Elasticsearch piped query language, ES|QL, now generally available

ES_QL_blog

Today, we are pleased to announce the general availability of ES|QL (Elasticsearch Query Language), a dynamic language designed from the ground up to transform, enrich, and simplify data investigations. Powered by a new query engine, ES|QL delivers advanced search using simple and familiar query syntax with concurrent processing, enhancing speed and efficiency regardless of the data source and structure. 

With ES|QL's piped syntax, users can easily chain multiple operations, simplifying complex data investigations and making querying more intuitive and iterative. To security and observability users, ES|QL will feel both familiar and innovative for exposing Elasticsearch's advanced search capabilities with an easy-to-use query language. Integrated with Kibana, ES|QL enhances the data visualization and analysis experience enabling users to conduct their entire investigation on one screen, without switching between multiple windows. 

With continuous development, we aim to establish ES|QL as a versatile language for all Elasticsearch use cases, including retrieval augmented generation (RAG). Integrating RAG with geospatial capabilities and ES|QL will enhance query accuracy from diverse data sources. The combination of ES|QL and the new Search AI Lake architecture provides enhanced scalability, cost efficiency, and simplified management by automatically adjusting resources based on demand. Decoupling compute from storage and index from search improves performance and flexibility, ensuring faster data retrieval and investigations across vast amounts of data.

ES|QL will be a differentiator for teams facing increasing observability and security demands. This article will dive into the various benefits and ways you can use ES|QL for your own use cases.

Advancements in Elasticsearch

For over 14 years, QueryDSL has served as the foundational language in Elasticsearch, delivering search, observability, and security to numerous organizations. As user needs evolved, it became clear that they required more than what QueryDSL alone could provide. They sought a query language that could not only simplify and streamline data investigations but also enhance the querying experience by integrating searching, enrichment, aggregation, and visualization into a singular, efficient interface. They desired advanced search capabilities, including lookups with concurrent processing to handle vast data volumes from varied sources and structures. 

In response, we developed the Elasticsearch Query Language (ES|QL), drawing inspiration from vectorized query execution and other database technologies. With ES|QL, users can utilize a familiar pipe ('|') syntax to chain operations, allowing for transformative and detailed data analysis.

FROM logs-system.auth*
| WHERE host.os.type == "linux"
  AND event.outcome == "success"
  AND system.auth.ssh.event == "Accepted"
  AND (user.name IS NOT NULL
       AND source.ip IS NOT NULL
       AND source.port IS NOT NULL
       AND system.auth.ssh.method IS NOT NULL)
| STATS auth_count = COUNT(*) BY user.name, source.ip,
  source.port, system.auth.ssh.method
| SORT auth_count DESC

Powered by a robust query engine, ES|QL offers advanced search capabilities with concurrent processing across cores and nodes, enabling users to query across diverse data sources and structures seamlessly.

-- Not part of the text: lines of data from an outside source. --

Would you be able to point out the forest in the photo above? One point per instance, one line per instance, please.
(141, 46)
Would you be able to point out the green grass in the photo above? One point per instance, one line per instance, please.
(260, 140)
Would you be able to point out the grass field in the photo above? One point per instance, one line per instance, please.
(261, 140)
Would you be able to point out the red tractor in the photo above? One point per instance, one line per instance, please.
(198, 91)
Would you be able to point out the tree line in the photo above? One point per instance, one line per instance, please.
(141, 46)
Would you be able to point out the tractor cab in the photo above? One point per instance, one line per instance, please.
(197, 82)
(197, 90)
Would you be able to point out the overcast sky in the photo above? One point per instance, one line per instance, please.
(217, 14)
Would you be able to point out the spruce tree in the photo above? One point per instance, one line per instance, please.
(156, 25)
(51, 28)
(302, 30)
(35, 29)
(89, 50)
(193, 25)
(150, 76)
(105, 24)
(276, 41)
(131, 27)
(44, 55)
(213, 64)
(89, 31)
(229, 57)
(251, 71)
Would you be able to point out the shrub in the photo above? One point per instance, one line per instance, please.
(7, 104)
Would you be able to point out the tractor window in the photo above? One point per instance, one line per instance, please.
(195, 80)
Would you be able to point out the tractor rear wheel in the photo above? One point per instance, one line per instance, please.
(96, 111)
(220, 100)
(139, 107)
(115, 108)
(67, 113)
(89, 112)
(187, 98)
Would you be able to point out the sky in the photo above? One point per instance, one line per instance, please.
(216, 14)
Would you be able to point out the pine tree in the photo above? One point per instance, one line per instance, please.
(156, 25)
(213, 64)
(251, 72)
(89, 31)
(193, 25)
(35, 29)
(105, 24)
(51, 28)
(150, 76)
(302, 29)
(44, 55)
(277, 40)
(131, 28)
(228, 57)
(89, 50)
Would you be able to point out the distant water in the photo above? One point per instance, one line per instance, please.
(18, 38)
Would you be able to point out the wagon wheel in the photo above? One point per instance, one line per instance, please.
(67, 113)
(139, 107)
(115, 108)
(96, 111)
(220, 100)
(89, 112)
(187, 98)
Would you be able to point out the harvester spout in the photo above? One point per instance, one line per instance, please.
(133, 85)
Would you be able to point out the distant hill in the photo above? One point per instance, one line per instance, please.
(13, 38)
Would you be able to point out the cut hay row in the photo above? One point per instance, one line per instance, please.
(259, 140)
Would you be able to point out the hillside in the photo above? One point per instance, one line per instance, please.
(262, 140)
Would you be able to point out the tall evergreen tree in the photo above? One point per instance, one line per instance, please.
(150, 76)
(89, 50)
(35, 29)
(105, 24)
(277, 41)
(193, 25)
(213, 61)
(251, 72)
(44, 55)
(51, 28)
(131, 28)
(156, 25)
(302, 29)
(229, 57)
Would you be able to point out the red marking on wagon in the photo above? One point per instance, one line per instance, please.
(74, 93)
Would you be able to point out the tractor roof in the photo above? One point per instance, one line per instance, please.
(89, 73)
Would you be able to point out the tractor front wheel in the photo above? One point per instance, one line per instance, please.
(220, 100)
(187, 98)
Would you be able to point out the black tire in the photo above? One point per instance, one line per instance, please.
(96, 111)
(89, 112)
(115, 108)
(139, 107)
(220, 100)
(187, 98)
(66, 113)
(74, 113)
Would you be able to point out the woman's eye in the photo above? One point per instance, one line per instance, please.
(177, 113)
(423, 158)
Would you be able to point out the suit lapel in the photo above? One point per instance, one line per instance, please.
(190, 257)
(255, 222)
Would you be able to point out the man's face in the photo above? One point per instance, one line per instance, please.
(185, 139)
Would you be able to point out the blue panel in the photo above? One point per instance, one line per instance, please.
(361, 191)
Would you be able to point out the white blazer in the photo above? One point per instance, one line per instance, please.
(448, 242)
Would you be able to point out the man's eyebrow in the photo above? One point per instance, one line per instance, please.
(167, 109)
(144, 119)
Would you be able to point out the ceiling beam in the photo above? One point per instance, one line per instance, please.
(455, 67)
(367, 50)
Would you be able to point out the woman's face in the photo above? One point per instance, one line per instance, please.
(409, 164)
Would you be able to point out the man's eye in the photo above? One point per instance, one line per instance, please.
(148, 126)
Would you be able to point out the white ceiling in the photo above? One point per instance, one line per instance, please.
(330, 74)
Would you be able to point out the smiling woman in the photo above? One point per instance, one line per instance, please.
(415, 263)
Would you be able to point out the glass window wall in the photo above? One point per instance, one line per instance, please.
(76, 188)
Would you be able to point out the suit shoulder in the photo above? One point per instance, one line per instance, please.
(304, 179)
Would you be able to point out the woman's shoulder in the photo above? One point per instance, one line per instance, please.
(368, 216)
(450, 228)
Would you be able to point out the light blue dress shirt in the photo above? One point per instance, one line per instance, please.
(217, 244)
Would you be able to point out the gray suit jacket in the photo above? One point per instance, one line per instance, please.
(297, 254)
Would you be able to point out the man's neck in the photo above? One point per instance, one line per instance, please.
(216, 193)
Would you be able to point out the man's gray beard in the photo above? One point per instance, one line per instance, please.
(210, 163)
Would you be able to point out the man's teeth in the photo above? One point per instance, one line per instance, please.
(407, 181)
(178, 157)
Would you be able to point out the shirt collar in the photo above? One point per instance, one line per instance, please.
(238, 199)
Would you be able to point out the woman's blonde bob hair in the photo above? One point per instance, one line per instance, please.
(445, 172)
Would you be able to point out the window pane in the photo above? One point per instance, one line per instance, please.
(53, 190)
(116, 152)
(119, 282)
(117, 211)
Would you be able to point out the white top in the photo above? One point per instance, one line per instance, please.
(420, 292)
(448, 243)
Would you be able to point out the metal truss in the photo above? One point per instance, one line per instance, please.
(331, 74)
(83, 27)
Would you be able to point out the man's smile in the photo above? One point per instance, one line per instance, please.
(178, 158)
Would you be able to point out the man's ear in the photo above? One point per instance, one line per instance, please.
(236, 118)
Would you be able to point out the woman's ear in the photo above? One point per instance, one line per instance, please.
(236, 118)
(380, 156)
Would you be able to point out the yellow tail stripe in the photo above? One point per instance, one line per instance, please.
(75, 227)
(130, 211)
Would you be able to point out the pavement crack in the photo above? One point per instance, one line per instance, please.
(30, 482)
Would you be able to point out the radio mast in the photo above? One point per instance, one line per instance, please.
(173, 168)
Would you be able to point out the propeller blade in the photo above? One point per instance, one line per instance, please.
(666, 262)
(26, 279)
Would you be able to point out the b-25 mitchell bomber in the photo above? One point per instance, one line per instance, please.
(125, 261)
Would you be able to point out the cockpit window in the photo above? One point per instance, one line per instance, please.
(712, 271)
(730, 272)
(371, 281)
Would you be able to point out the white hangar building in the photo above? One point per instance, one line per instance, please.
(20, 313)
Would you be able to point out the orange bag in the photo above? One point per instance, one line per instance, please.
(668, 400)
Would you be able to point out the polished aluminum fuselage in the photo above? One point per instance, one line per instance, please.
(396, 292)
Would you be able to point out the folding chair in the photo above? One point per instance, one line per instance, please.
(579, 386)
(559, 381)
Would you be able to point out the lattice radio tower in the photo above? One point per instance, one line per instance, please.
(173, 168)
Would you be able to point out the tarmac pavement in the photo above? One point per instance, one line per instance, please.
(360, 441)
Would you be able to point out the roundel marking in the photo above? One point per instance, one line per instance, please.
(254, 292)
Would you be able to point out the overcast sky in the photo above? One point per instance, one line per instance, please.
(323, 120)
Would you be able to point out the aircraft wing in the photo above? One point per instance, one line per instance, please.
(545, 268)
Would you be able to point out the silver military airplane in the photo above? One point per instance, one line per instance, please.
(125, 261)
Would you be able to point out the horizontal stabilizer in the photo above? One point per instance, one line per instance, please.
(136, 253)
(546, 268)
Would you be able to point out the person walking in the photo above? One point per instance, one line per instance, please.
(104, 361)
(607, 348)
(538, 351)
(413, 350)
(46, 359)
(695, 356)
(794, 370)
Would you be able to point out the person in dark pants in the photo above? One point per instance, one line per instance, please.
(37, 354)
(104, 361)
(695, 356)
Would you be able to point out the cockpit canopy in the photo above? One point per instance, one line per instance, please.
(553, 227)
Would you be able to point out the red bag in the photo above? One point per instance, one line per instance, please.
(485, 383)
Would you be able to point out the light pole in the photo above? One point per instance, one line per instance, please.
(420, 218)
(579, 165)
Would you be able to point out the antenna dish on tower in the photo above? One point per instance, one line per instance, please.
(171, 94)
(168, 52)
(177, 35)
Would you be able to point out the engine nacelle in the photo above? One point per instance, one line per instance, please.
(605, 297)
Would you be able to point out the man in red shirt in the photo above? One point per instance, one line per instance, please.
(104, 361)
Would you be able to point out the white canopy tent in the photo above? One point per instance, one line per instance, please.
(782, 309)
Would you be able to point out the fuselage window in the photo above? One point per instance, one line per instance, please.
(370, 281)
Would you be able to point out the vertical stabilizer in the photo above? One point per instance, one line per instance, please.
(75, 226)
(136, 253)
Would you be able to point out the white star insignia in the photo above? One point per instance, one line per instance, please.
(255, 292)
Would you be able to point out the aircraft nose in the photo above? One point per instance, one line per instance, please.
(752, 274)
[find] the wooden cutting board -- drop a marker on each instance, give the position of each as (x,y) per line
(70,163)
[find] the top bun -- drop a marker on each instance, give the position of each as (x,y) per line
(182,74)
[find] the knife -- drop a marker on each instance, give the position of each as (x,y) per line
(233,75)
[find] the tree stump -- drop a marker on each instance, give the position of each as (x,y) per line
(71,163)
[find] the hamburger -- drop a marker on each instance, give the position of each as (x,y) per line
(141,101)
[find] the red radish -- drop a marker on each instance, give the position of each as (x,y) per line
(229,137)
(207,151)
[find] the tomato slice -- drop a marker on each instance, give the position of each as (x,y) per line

There is no translation or transpilation to Query DSL; each ES|QL query is parsed, analyzed, and validated for semantics and optimized into an execution plan executed in parallel on the relevant nodes holding the data. The target nodes handle the query, making on-the-fly adjustments to the execution plan using the framework provided by ES|QL. The result is lightning-fast queries that you get out of the box. 

The road to GA

Since its introduction in 8.11, ES|QL has been on a journey of refinement and enhancement. The beta phase allowed our engineering team to gather valuable feedback from the community, enabling us to iterate and address the top needs of our users. Throughout this process, we enhanced ES|QL's capabilities while ensuring stability, performance, and seamless integration into core data exploration and visualization UX and workflows you use daily. Here are some features that brought ES|QL to general availability.

Stability and performance

We have been busy enhancing the dedicated ES|QL query engine to ensure it maintains robust performance under load, safeguarding the stability of the running node. To wit, see below the improvements in grouping in the last 6 months (for more tests and exact details about the underlying change see the dedicated benchmark page).

Performance_ESQL

Additionally, we've implemented memory tracking for precise resource management and conducted thorough stress tests, including the rigorous HeapAttack, to ensure that memory usage is carefully monitored during resource-intensive queries. Our circuit breakers are also in place to prevent OutOfMemoryErrors (OOMEs) on large and small heap sizes nodes.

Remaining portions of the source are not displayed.